Next we read what was never said of any creature of the lower creation:—" Let us make man in our image; after our likeness; and let them have dominion over the fish of the sea, and over the fowl of the air, and every creeping thing that creepeth upon the earth. So God created man in His own image, in the image of God created He him; male and female created He them " (Gen. 1:26, 2726And God said, Let us make man in our image, after our likeness: and let them have dominion over the fish of the sea, and over the fowl of the air, and over the cattle, and over all the earth, and over every creeping thing that creepeth upon the earth. 27So God created man in his own image, in the image of God created he him; male and female created he them. (Genesis 1:26‑27)).
We have been dwelling in the misty valley' of man's thoughts; we have been invited to look on the anthropoid ape as one of our recent grandfathers; but here we breathe the pure air of the mountain top of God's revelation. Man made in the image and likeness of God is very different from the ape-like man. Man is here placed at the head of creation, with dominion over the whole scene. There is a dignity, a God-likeness about the whole narrative of creation. As in God's image man represents God in this lower creation; as in His likeness he has those moral and spiritual qualities of which the beast is wholly devoid. True, sin has come in, and effaced this likeness to a large extent. Man has degenerated through sin.
Nothing is said of male or female in Gen. 1 in connection with the lower creation, though of course, we know that it was so, but it is said definitely of man, " Male and female created He them " (Verse 27).
The next Chapter gives us details as to the creation of man. " And the LORD God formed man of the dust of the ground, and breathed into his nostrils the breath of life; and man became a living soul " (Verse 7).
It is not said of the beast that God breathed into his nostrils the breath of life.

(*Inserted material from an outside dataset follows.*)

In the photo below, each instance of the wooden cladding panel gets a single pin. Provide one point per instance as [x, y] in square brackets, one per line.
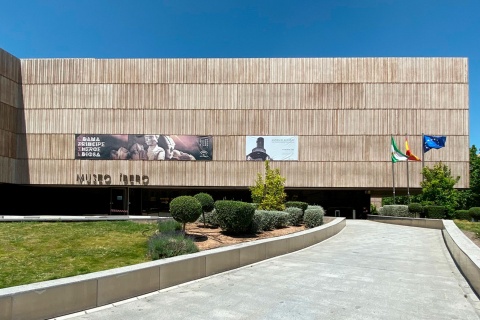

This is special to man, and whilst it is said of the beasts that they are soul and body—a living soul, and a physical body—yet this special and unique action of God in relation to man's creation set him off as apart from the beast. As another has said, God gave man a soul of larger content. The soul of the beast perishes with his body and there is no resurrection for either. Scripture teaches that man's body will be raised, whilst his soul is immortal. The actual word "immortal" is never used of the soul, but the fact that "this mortal shall put on immortality" is only said referring to the body points to the fact that the soul is immortal, since it does not need to put on immortality. For if the soul, which is more important than the body, were not immortal, we should have in resurrection an immortal body without a soul, which is absurd. This immortality of the soul is taken for granted, as an unquestioned fact in Scripture, and woven into its very warp and woof.

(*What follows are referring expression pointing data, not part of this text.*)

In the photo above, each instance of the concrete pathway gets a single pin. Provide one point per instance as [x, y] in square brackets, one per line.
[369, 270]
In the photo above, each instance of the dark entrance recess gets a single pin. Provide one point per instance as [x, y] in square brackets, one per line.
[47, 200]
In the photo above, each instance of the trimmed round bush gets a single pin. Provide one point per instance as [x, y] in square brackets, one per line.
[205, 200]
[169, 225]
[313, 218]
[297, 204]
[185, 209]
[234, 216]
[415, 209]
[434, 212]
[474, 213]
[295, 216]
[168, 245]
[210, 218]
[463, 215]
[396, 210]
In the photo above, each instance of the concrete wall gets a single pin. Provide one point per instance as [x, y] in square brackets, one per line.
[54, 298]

Next we have the special and unique creation of woman. The beasts were not thrown into deep sleep, and ribs were not taken from their sides, and female beasts were not fashioned therefrom to be presented to their partners.
This was said of the progenitor of the human race alone, God thus showing the moral and spiritual affinity between man and woman. Nay, more, marriage was thus instituted for man. In the lower creation there is no marriage. The animals mate: man marries. We understand now why it is said, " Male and female created He them."